There is no doubt New Yorkers are overburdened with property taxes and that reform of this local tax is a top priority. In the coming months property owners who qualify for the STAR program and the Enhanced STAR program will receive rebate checks to help address their property tax burden. In Cayuga County, the average basic rebate will be $174, while the average Enhanced rebate will be $291.

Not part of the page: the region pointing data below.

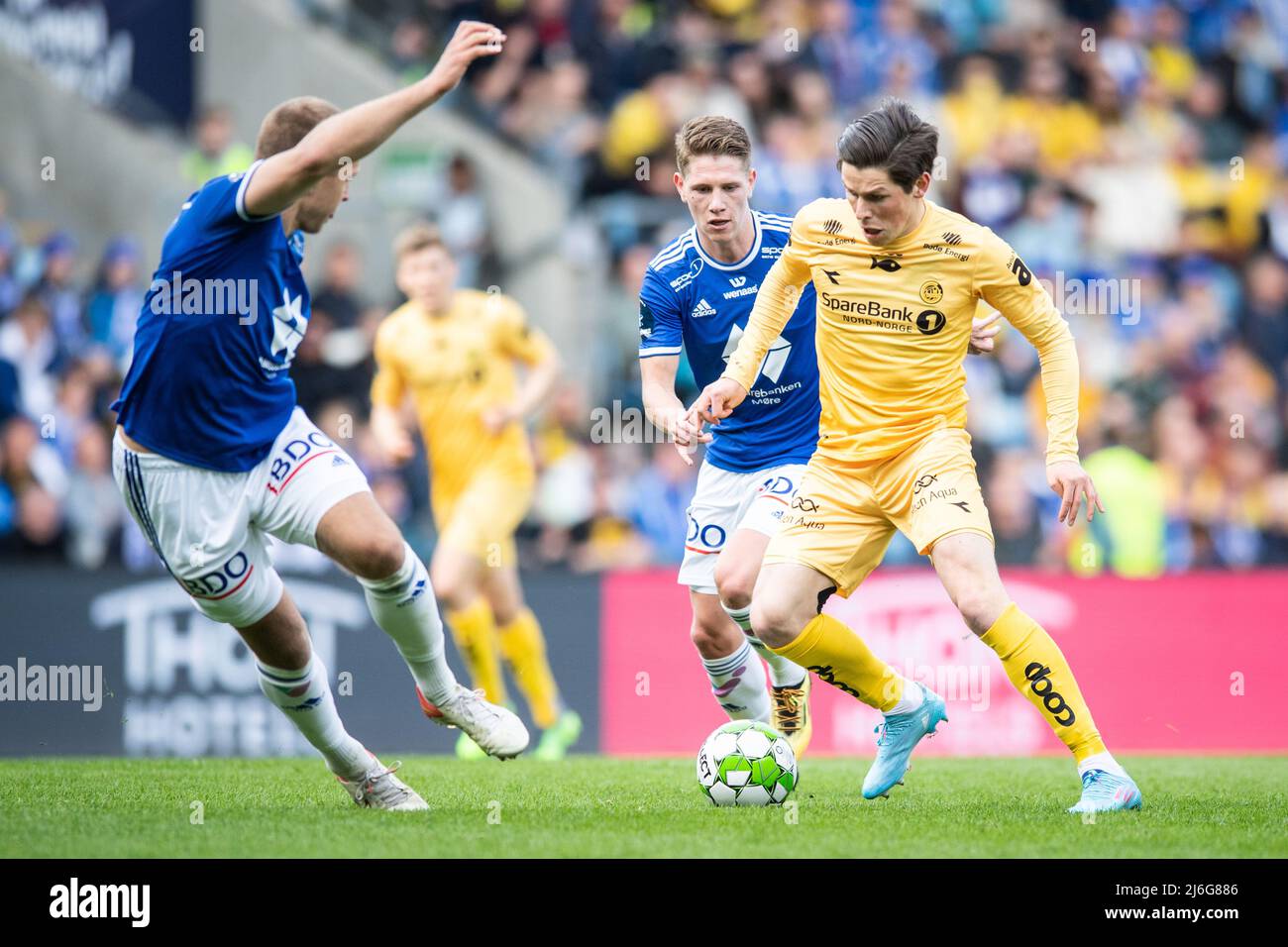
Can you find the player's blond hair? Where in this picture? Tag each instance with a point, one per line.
(711, 134)
(416, 237)
(286, 125)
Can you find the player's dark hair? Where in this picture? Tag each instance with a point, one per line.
(892, 138)
(286, 125)
(711, 134)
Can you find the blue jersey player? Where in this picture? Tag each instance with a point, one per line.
(213, 457)
(697, 295)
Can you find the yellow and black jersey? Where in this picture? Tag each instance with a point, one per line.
(893, 328)
(456, 367)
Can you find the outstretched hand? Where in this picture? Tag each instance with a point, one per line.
(716, 401)
(1070, 483)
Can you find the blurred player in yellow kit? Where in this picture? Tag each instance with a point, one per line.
(898, 282)
(455, 352)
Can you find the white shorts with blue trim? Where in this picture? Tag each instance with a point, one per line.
(211, 528)
(726, 501)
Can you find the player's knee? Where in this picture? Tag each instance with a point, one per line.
(713, 641)
(776, 621)
(377, 556)
(979, 608)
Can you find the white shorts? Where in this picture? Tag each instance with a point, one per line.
(725, 501)
(211, 528)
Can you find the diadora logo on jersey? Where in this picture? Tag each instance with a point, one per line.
(702, 308)
(686, 278)
(774, 361)
(288, 328)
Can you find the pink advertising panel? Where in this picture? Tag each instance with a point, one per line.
(1183, 664)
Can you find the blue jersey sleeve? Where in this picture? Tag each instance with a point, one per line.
(219, 206)
(661, 331)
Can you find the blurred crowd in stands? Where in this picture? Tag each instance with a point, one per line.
(1134, 154)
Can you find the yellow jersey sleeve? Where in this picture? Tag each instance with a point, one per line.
(1009, 286)
(389, 385)
(516, 337)
(776, 302)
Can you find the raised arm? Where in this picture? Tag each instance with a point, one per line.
(355, 133)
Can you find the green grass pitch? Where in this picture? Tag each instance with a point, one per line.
(76, 808)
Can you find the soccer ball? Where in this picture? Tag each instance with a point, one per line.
(747, 763)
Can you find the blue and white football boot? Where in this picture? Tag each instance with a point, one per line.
(897, 738)
(1103, 791)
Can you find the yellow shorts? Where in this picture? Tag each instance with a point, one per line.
(842, 518)
(481, 518)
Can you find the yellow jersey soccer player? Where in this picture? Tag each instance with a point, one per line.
(898, 279)
(455, 352)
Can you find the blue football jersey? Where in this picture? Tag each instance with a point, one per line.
(695, 302)
(227, 308)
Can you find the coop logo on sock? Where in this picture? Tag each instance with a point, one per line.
(102, 900)
(825, 673)
(1039, 682)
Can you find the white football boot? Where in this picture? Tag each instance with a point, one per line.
(380, 789)
(497, 731)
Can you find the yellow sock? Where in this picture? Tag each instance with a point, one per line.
(524, 648)
(840, 657)
(1037, 668)
(475, 630)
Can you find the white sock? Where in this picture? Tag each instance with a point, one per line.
(406, 608)
(738, 684)
(911, 698)
(782, 672)
(305, 697)
(1102, 761)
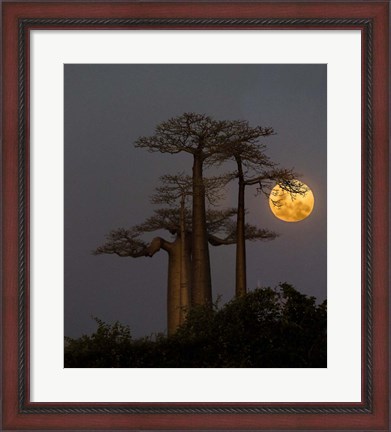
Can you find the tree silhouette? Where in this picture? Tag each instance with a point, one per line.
(177, 221)
(253, 167)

The rebate plan, which will return more than $700 million to homeowners in 2006 and 2007 and $960 million each year thereafter, is the result of an agreement we reached late in the 2006 session, after our first attempt at a tax rebate was vetoed by the Governor.

While some have criticized this plan as an election year ploy, the more salient criticism is that this rebate is just a band aid solution for a much larger problem. While I support tax rebates and supported this legislation, I believe a better option than returning property tax dollars through rebates is to avoid increasing the tax in the first place.

What we really need to reduce property taxes once and for all is a comprehensive approach that discourages local property tax increases by eliminating unfunded mandates, improving the formula for state education aid and reforming Medicaid.

I have introduced legislation to ban unfunded mandates, which often force the hand of local government. I have also advocated for real reform of our school funding formula to reduce the tax burden in all districts and to improve education funding in urban and rural school districts alike.

Another important step to reduce property taxes involves the continued reform of the Medicaid system. Last year, the Legislature passed a cap on the local contribution to Medicaid -- a cap that I strongly supported. Because of this cap, several counties in Central New York were able to hold the line on property taxes. This was a welcome change after years of steady property tax increases.

We followed that reform this year by passing a measure to reign in the fraud, waste and abuse of Medicaid dollars. This will certainly help reduce unnecessary costs in the Medicaid system and that should translate into less pressure on property taxes.

There is no doubt that New York State property tax payers need all the help they can get. And while I supported this tax rebate, in the future we must find ways to reduce the property tax burden not just through rebates but through reductions.